When appellant was sentenced, section 12022.53, subdivision (h) prohibited the striking of a firearm enhancement found true under section 12022.53. On October 11, 2017, the Governor signed Senate Bill 620 amending section 12022.53, subdivision (h). The amendment is effective January 1, 2018. Amended section 12022.53, subdivision (h) provides: “The court may, in the interest of justice pursuant to Section 1385 and at the time of sentencing, strike or dismiss an enhancement otherwise required to be imposed by this section. The authority provided by this subdivision applies to any resentencing that may occur pursuant to any other law.” (Stats. 2017, ch. 682, § 2.)
In a supplemental brief, appellant argues that the amendment applies retroactively to cases that are not yet final. Therefore, “this court should remand appellant’s case for resentencing.”
In his reply to the supplemental brief, the Attorney General concedes that the amendment “will apply retroactively to cases in which judgment is not yet final on appeal.” The Attorney General maintains that appellant’s claim is not ripe until the amendment becomes effective on January 1, 2018. Since our opinion is filed after that date, the ripeness issue is moot.
The Attorney General does not argue that a remand would be futile because there is no reasonable probability that the trial court would strike the section 12022.53, subdivision (d) enhancement. Nor does he argue that the striking of the enhancement would be an abuse of discretion. We therefore vacate the sentence and remand the matter for resentencing pursuant to amended section 12022.53, subdivision (h).
Disposition
The sentence is vacated. The matter is remanded to the trial court to allow it to exercise its discretion to strike or impose the section 12022.53, subdivision (d) enhancement. Discretion shall be exercised as provided in amended section 12022.53, subdivision (h). If the trial court strikes the enhancement, it shall resentence appellant. If the trial court declines to strike the enhancement, it shall reinstate the sentence previously imposed. In all other respects, the judgment is affirmed.
NOT TO BE PUBLISHED.


YEGAN, J.

We concur:


GILBERT, P. J.


PERREN, J.
Laura F. Priver, Judge

Superior Court County of Los Angeles

______________________________

Stephen M. Hinkle, under appointment by the Court of Appeal for defendant and appellant.
Xavier Becerra, Attorney General, Gerald A. Engler, Chief Assistant Attorney General, Lance E. Winters, Senior Assistant Attorney General, Scott A. Taryle, Supervising Deputy Attorney General, Rene Judkiewicz, Deputy Attorney General, for Plaintiff and Respondent.

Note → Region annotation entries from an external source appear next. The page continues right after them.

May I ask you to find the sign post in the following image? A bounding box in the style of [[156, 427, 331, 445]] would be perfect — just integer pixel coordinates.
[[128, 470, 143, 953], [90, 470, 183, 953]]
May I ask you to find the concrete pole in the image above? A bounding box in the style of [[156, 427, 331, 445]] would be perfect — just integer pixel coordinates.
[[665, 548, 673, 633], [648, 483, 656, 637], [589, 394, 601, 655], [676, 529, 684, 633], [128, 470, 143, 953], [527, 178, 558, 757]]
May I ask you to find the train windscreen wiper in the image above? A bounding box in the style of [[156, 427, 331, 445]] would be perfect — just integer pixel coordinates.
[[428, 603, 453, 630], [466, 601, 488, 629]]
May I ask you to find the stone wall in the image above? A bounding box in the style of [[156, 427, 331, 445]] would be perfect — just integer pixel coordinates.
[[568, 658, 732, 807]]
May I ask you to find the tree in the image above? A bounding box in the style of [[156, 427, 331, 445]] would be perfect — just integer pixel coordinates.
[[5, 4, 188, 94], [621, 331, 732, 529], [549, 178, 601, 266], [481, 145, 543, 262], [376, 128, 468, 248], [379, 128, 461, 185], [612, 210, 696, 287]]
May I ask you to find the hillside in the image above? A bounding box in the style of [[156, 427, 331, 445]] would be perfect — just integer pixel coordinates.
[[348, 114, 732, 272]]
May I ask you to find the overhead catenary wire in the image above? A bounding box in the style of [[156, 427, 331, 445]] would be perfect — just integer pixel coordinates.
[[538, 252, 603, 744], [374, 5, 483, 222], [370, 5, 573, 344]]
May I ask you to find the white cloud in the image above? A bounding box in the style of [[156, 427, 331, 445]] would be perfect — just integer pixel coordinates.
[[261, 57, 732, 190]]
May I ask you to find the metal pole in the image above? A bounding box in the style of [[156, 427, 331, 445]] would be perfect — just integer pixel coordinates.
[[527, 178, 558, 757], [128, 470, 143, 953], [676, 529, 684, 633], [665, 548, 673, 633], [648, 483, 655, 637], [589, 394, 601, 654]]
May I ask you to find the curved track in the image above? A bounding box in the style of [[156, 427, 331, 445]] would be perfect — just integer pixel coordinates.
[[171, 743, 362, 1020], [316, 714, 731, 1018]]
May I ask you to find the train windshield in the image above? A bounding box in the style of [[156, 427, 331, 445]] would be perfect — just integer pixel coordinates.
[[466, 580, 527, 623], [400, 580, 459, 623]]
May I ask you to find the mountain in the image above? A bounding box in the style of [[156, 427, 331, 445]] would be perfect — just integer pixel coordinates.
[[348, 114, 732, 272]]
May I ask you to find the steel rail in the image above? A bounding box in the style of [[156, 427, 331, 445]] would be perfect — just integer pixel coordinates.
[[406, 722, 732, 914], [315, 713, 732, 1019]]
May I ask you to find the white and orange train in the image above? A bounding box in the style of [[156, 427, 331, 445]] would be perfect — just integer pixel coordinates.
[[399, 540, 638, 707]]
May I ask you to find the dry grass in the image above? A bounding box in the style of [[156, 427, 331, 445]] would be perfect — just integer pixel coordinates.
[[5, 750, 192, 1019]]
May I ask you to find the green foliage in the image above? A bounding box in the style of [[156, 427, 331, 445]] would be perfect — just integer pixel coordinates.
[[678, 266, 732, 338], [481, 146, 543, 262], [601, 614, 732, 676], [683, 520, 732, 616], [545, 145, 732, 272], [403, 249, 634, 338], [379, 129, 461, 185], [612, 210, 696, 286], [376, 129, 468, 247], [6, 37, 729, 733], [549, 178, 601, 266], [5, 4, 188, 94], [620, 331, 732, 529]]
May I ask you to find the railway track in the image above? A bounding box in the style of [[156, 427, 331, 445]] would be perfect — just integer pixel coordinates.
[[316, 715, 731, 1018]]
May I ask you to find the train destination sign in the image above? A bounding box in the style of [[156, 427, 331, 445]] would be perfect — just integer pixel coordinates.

Description Steven Moore appeals from the judgment entered after a jury had convicted him of first degree murder. (Pen. Code, §§ 187, 189.) The first degree finding was based on either of two theories: (1) the murder was willful, deliberate and premeditated, or (2) the murder was committed by discharging a firearm from a motor vehicle. The jury found true allegations that the murder had been committed for the benefit of a criminal street gang (§ 186.22, subd. (b)) and that appellant had personally and intentionally discharged a firearm causing death. (§ 12022.53, subd. (d).) The trial court found true one prior serious felony conviction (§ 667, subd. (a)(1)) and one prior serious or violent felony conviction (“strike”) within the meaning of California’s “Three Strikes” law. (§§ 667, subds. (b)-(i), 1170.12, subds. (a)-(d).) Appellant was sentenced to prison for 80 years to life.